You were aware though that this was true only relatively; the purpose must be reasonable; you could not cut the borders off of window curtains, or leaves out of books, anywhere at any time observed of anyone. You could not use pee as an intransitive verb, meaning go-go, except slyly with other children, who did not count anyway, being in the same precarious and anomalous situation as yourself; and since go-go was at an early age discarded as infantile, you were left without any verb at all for that particular function and were driven to the expedient of expressing the need for its performance by a series of facial and bodily contortions which seemed to you grotesque and shameful, so that you always felt yourself blushing; though your elders appeared to find them vastly amusing, since invariably they laughed and giggled when they saw you. One result of this was that now and then your underthings got wet; on those occasions the only desire left to you was that the crust of the earth should open under your feet and swallow you into the oblivion of hell.
Certain admonitions from certain people were as inevitable as Mother’s goodnight kiss or oatmeal at breakfast. From Miss Wright, “Take your pencil out of your mouth”; from Mother, “Don’t annoy your father, dear”; from Sam who tended the furnace, “Get on out of here now”; from Father, “Pull your skirt down.”
The last was the best remembered of all; she would never forget it; it made her uncomfortable and resentful even now to recall her father’s “Pull your skirt down.” When had she heard it first? No telling, that was lost somewhere back in the origins of things; nor could she remember specifically its farewell performance, after she had graduated into high school and begun to have beaux, had become a young lady in fact; but in between those two forgotten occasions, the first and the last, it had persisted throughout, with or without reason.
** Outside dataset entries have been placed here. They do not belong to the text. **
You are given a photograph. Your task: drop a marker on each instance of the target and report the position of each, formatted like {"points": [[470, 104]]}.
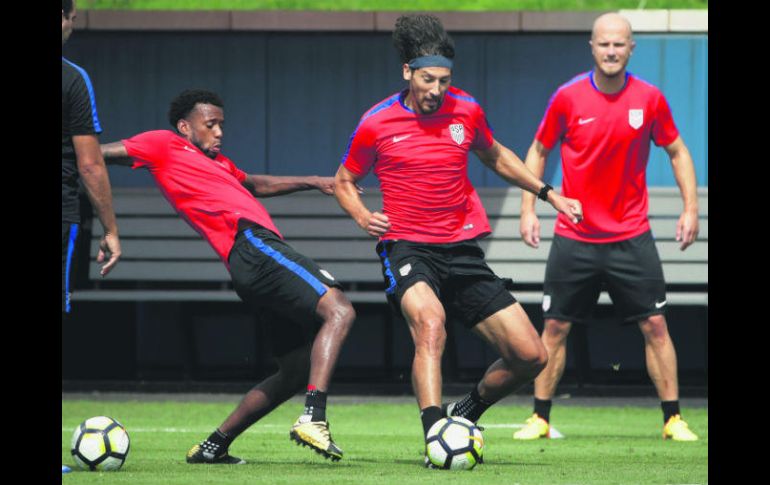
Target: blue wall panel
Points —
{"points": [[293, 100]]}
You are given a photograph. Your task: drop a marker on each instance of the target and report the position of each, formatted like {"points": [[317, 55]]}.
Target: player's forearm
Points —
{"points": [[271, 186], [535, 163], [97, 184], [512, 169], [115, 154], [684, 173]]}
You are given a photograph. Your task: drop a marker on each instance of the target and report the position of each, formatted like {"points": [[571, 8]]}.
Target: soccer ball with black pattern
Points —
{"points": [[454, 443], [100, 443]]}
Come to think of it, that was her father, “Pull your skirt down.” That was him. Most other memories of him, from childhood and early youth, were fleshless and bloodless, mere punctuations of time, with no significance beyond the chronological. Her first remembered reaction to that command, as a plump freckled youngster of five or six, had been simple and instant obedience. She had pulled her skirt down, though there had been very little to pull. By the time it had undergone a dozen repetitions she had, unconsciously of course, added it to the category of rules headed: Father Specialties, No Exceptions. It first became annoying on account of its indiscriminate use, a purely logical indignation against the requirement that something be pulled down which was already down as far as it would pull. The day came when the command was uttered and her hand did not move; after a brief interval it was repeated, in a tone that surprised and shocked her into a sudden violent tug.
“If you don’t care about decency, I do,” said her father.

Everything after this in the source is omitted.